Because being yoked to God actually takes away your choice.
This was something that Christopher Hitchens actually got right in his books. He took umbrage with the idea that we must, as Christ followers (and Torah followers), love our enemies. It was the height of forced-abuse, he thought (for more on this read his God is Not Great).
So I call on all Christians in Indiana to actually do what this bill, in title at least, claims to do: restore your religious freedom. Restore the yoke of God to yourself, because if you refuse service to someone for any reason that may be part of an “ism,” you’ve sloughed off the yoke.
But woe to you liberals, too (no one gets out of this one unmarked).
I hear your calls to boycott legislators from your businesses. I hear your cries of anger, and your threats to not serve supporters of this act in your establishments.
To you, again, I encourage a close reading of Scripture. Because Jesus actually has said something about this. In Matthew 18 Jesus instructs Christians on how to deal with those who sin.
And I gotta tell you, I think this law is an example of sin in this world.
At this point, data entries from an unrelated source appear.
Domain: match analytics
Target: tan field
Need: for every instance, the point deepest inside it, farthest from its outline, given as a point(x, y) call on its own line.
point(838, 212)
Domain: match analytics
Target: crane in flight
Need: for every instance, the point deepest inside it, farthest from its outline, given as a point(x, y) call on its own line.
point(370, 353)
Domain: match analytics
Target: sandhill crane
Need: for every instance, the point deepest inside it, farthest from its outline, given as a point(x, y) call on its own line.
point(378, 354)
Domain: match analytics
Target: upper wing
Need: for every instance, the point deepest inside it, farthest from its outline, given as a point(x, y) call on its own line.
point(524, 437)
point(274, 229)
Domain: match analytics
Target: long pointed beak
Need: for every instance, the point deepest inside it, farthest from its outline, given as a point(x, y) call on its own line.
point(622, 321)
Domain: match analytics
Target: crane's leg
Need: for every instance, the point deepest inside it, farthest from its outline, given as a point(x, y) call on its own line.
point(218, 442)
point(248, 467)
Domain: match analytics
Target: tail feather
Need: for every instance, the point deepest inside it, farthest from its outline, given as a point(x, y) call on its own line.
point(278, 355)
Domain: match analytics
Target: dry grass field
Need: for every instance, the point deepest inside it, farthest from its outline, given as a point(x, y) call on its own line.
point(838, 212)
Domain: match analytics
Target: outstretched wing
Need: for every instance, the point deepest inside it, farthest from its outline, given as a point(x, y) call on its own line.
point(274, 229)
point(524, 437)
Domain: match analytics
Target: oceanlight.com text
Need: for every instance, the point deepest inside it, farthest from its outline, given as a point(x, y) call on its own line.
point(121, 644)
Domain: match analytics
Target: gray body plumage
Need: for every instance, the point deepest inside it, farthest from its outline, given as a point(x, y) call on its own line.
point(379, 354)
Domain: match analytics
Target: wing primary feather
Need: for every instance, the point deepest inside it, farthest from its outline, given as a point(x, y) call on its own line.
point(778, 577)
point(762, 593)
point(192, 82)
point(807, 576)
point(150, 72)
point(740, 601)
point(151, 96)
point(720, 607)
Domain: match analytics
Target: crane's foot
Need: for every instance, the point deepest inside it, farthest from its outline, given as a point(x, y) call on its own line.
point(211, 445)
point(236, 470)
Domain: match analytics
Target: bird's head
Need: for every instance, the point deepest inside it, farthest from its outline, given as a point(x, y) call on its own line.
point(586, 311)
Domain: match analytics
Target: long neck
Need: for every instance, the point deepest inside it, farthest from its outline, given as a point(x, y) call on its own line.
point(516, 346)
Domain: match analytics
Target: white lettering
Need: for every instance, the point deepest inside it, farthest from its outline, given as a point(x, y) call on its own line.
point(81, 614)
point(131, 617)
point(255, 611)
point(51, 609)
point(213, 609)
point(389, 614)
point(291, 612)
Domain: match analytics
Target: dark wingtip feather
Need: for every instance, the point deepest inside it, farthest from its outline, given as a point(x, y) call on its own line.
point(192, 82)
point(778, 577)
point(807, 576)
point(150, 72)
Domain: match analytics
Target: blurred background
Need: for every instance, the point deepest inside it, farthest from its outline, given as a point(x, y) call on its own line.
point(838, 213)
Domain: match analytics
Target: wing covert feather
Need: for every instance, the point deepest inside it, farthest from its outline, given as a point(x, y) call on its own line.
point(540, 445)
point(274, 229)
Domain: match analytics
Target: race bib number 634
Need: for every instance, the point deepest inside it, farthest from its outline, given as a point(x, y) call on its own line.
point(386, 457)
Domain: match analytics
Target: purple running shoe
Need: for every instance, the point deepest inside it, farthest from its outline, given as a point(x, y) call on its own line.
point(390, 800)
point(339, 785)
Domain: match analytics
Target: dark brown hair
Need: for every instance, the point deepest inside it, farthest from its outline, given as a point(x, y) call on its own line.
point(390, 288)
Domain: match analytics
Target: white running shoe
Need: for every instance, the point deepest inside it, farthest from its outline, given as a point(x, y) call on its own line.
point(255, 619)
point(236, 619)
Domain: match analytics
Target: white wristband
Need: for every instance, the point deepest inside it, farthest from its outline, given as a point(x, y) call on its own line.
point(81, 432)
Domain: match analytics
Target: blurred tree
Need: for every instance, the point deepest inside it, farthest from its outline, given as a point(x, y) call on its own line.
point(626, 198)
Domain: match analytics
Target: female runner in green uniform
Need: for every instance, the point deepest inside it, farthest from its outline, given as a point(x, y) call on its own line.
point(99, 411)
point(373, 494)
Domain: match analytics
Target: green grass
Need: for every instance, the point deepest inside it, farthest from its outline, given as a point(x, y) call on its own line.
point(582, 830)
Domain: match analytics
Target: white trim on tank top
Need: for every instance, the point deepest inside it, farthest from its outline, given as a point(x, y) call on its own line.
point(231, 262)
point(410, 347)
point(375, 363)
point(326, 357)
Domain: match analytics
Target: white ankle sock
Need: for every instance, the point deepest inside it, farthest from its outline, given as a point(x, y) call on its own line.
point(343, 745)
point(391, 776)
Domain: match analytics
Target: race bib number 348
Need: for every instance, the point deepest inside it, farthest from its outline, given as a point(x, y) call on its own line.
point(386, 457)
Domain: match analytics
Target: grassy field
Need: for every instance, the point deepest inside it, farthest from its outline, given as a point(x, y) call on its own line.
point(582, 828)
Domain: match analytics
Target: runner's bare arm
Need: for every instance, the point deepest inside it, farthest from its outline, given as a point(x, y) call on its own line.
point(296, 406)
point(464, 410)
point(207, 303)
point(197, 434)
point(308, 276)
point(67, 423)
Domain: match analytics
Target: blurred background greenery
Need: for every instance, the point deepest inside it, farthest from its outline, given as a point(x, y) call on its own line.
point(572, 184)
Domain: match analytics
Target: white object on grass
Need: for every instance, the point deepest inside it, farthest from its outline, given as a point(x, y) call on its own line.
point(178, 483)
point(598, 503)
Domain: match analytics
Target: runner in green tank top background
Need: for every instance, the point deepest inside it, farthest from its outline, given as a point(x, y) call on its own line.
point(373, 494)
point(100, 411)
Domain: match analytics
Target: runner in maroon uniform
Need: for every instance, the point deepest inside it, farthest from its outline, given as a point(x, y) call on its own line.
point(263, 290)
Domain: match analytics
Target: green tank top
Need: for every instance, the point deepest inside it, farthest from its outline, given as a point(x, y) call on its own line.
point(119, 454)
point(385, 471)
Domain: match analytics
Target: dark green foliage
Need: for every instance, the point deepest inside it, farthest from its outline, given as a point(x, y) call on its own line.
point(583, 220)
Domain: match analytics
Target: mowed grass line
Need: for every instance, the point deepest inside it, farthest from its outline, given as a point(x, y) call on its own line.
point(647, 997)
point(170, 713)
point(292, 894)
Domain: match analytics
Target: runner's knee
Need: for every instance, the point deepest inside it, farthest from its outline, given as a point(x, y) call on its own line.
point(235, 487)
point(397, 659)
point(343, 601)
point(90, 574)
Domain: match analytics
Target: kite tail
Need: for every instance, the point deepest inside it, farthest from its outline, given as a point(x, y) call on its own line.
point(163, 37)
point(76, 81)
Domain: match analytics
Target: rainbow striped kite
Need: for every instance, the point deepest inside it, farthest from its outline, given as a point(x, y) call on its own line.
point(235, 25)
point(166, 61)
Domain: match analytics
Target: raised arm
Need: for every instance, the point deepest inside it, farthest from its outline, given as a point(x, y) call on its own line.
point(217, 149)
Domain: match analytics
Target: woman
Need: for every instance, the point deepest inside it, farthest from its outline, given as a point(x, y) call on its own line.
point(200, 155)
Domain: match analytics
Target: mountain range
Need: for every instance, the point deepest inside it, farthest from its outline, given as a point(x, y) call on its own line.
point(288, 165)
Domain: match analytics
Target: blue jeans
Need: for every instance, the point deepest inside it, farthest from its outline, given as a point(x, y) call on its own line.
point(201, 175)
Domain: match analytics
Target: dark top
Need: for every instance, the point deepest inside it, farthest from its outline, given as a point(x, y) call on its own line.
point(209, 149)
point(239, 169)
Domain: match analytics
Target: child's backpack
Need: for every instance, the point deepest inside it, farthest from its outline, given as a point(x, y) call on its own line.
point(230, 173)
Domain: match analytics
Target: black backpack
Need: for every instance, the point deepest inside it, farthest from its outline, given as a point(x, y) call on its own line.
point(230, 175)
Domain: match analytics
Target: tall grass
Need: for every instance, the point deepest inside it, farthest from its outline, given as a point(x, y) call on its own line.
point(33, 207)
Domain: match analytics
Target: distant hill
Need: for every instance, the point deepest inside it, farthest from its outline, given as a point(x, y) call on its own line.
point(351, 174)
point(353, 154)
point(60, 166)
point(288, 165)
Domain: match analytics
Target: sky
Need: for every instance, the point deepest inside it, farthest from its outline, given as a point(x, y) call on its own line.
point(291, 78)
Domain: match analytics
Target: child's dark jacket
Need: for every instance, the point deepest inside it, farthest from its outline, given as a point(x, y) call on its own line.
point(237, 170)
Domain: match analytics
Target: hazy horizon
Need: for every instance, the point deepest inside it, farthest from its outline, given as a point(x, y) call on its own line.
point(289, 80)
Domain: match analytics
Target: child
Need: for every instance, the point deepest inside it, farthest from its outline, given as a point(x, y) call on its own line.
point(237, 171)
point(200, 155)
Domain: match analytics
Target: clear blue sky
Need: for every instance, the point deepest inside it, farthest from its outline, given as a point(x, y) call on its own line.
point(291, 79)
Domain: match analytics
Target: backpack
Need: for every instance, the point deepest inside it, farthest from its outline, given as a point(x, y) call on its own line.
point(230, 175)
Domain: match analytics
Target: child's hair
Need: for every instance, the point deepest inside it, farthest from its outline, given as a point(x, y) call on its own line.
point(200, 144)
What do you do? You talk to them. I know many have done that already.
And if they don’t listen, you take another with you so there is a witness.
I think we’ve all witnessed this step…
And if they still don’t listen, you bring in the church leaders. And for us in the ELCA, this has already happened, too.
And if they still won’t listen, you “treat them as you would a Gentile or a tax collector.”
And this is the moment when you think you’re given permission to stick it to The Man.
Except, when you look at how Jesus treated Gentiles and tax collectors (see references above), you realize that, unfortunately for our egos and sense of justice, we are servant here, too. We do not boycott them from our eateries and services. We do not block them off from our handshakes and welcome. We may not re-elect some of the legislators, but we in no way get to marginalize them.
See, this following Jesus thing is pretty tough. This yoke is light in that it takes away my choice. But it is pretty heavy on my ego and my own sense of retaliation…
Ugh. This mess in Indiana makes me a reluctant Christian. And then Jesus’ own advice on what I’m supposed to do makes me reluctant, too, because it’s not what I want to do.
So, what should Christians in Indiana do in response to the Religious Freedom Restoration Act? Speak out; yes. Be active; sure.
But also eat with those who you consider your enemies. Bless those who persecute, because in doing so you show them a love that they are unwilling to give and to receive.
Your anger is justified. But your discrimination is not. None is.